Rudolf Hermann Collection


Rudolf Hermann was born in Leipzig, Germany, and he studied at the University of Leipzig and at the Aachen Institute of Technology. He first started working with wind tunnels in 1934 when Professor Carl Wieselsberger engaged him to work at Aachen on development of a supersonic wind tunnel. On January 6, 1936, Dr. Wernher von Braun visited Dr. Hermann to arrange for use of the Aachen supersonic wind tunnel for Army problems. On April 1, 1937, Dr. Hermann became Director of the Supersonic Wind Tunnel at the Army installation at Peenemünde. Results from the Aachen and Peenemünde wind tunnels were crucial in achieving aerodynamic stability for the A-4 rocket, later designated as the V-2. The Allied air raid on Peenemünde on August 17, 1943 accelerated plans to build a Mach 10 “hypersonic” wind tunnel facility; Dr. Hermann served as the director of this new facility.

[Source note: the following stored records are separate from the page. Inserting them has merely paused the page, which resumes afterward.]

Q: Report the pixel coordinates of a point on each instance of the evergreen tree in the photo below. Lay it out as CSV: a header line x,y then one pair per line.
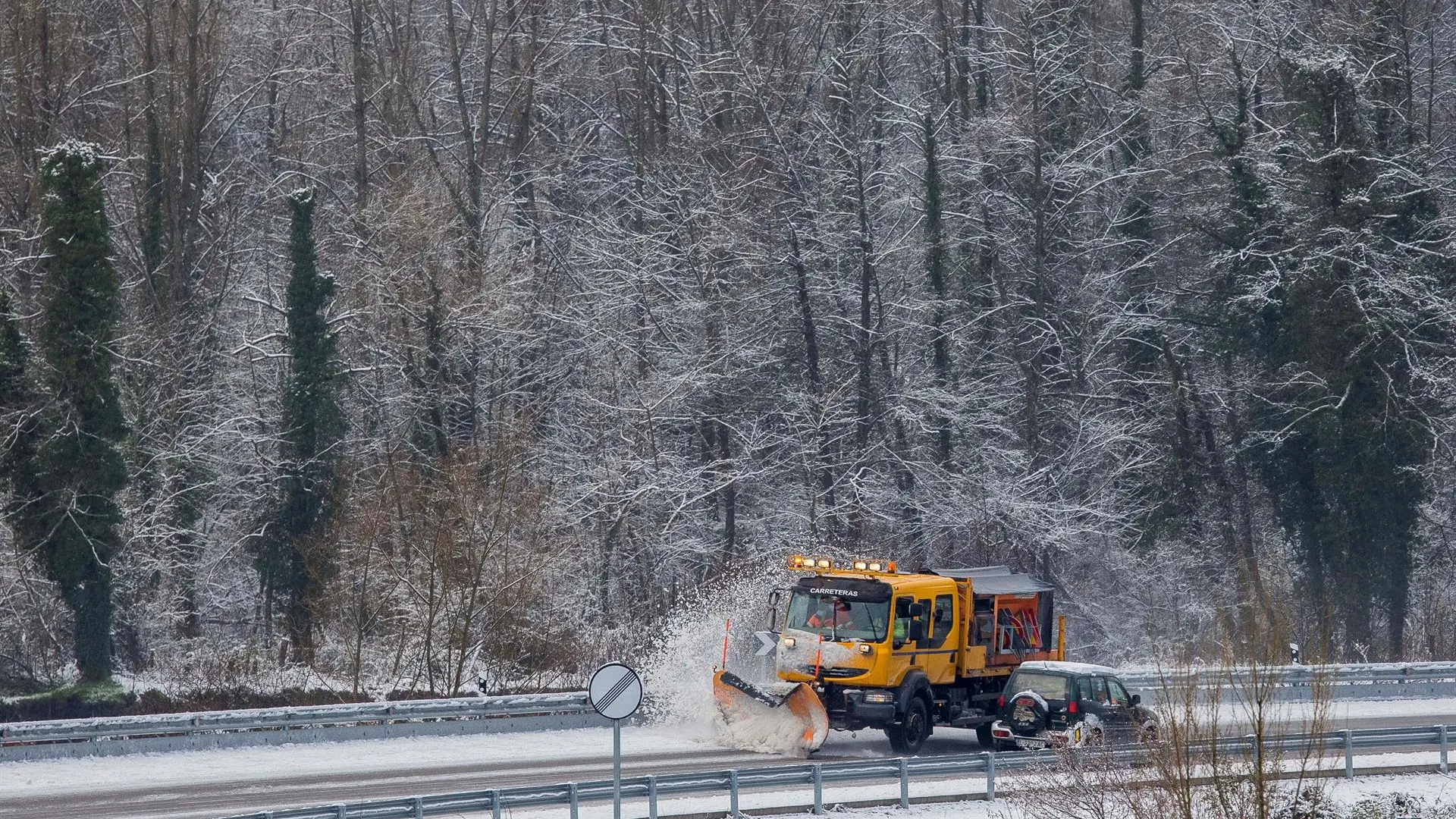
x,y
294,557
63,493
17,401
1356,292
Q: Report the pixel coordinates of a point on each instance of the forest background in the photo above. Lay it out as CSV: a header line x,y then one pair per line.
x,y
465,338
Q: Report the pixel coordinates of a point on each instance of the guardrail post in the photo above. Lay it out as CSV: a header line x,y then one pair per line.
x,y
819,789
905,783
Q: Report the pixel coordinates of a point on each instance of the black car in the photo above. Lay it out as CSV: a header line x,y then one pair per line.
x,y
1052,704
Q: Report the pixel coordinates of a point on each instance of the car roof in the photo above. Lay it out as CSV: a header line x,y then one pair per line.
x,y
1068,668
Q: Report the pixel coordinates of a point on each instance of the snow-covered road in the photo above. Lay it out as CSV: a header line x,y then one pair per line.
x,y
215,783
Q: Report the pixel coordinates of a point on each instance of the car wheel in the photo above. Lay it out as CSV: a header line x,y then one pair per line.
x,y
909,735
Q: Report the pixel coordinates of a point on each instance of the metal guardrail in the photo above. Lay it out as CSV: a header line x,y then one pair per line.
x,y
1286,676
817,776
1346,681
290,719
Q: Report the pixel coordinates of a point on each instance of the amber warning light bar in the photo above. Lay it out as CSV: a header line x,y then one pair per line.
x,y
804,563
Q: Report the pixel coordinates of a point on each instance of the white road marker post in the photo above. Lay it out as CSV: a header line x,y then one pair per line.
x,y
615,692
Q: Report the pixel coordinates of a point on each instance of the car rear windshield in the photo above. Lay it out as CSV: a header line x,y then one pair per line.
x,y
1049,686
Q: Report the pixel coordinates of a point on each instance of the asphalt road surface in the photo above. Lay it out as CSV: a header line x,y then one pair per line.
x,y
221,795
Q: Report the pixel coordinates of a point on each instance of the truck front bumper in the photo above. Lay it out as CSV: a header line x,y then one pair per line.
x,y
861,714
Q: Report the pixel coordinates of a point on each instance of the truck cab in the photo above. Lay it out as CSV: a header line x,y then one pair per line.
x,y
906,651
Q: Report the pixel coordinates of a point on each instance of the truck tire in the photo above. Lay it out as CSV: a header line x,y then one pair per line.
x,y
983,735
909,735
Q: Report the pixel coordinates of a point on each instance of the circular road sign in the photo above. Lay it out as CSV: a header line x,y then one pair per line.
x,y
615,691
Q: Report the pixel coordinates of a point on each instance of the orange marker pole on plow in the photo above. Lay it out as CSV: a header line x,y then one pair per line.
x,y
727,632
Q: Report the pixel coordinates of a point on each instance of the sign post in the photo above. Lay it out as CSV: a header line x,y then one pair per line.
x,y
615,692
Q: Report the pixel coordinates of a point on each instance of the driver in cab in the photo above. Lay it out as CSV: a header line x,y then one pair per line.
x,y
832,614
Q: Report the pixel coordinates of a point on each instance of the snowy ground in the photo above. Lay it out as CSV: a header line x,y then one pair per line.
x,y
1433,789
400,767
568,749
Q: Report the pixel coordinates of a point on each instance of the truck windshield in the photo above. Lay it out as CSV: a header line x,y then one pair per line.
x,y
837,618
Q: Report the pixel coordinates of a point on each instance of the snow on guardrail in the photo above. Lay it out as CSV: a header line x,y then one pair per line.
x,y
855,771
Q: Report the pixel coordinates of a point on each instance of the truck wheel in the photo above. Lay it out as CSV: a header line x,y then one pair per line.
x,y
983,735
909,735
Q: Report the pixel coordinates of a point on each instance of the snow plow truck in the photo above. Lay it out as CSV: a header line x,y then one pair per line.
x,y
865,646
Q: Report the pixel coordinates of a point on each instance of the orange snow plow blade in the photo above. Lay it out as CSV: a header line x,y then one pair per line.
x,y
740,701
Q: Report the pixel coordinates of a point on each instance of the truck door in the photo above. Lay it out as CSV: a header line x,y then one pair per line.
x,y
902,648
944,640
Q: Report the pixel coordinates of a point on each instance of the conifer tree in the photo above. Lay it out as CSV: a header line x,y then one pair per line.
x,y
294,558
63,494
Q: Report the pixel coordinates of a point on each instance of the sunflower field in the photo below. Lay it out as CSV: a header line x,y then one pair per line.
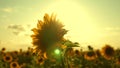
x,y
51,50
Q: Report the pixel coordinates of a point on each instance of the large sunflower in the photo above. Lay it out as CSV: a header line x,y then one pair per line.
x,y
107,52
48,32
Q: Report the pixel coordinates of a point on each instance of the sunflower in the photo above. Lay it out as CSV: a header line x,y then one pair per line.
x,y
107,52
7,58
48,32
14,65
40,60
90,55
118,60
77,53
3,49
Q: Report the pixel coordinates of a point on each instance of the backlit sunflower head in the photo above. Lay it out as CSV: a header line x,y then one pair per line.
x,y
40,60
90,55
7,58
118,60
14,65
48,32
107,52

As World War II drew to a close in Europe, Dr. Hermann and his associates ignored Hitler’s destruction orders and preserved their wind tunnel documents and components, which were then acquired by the advancing American forces. After being brought to the United States through Operation Paperclip, Dr. Hermann became a consultant to the Air Force at its Wright Field in November 1945. In 1951, he was named a professor of Aeronautical Engineering at the University of Minnesota. In 1962, Dr. Hermann became the first Director of the Research Institute at the University of Alabama in Huntsville (UAH), a position he held until he retired in 1970.¹

¹Lundquist, Charles A. and Anne M. Coleman. "Rudolf Hermann, Wind Tunnels and Aerodynamics," 2006 57th IAC, Valencia, Spain (2-6 October 2006).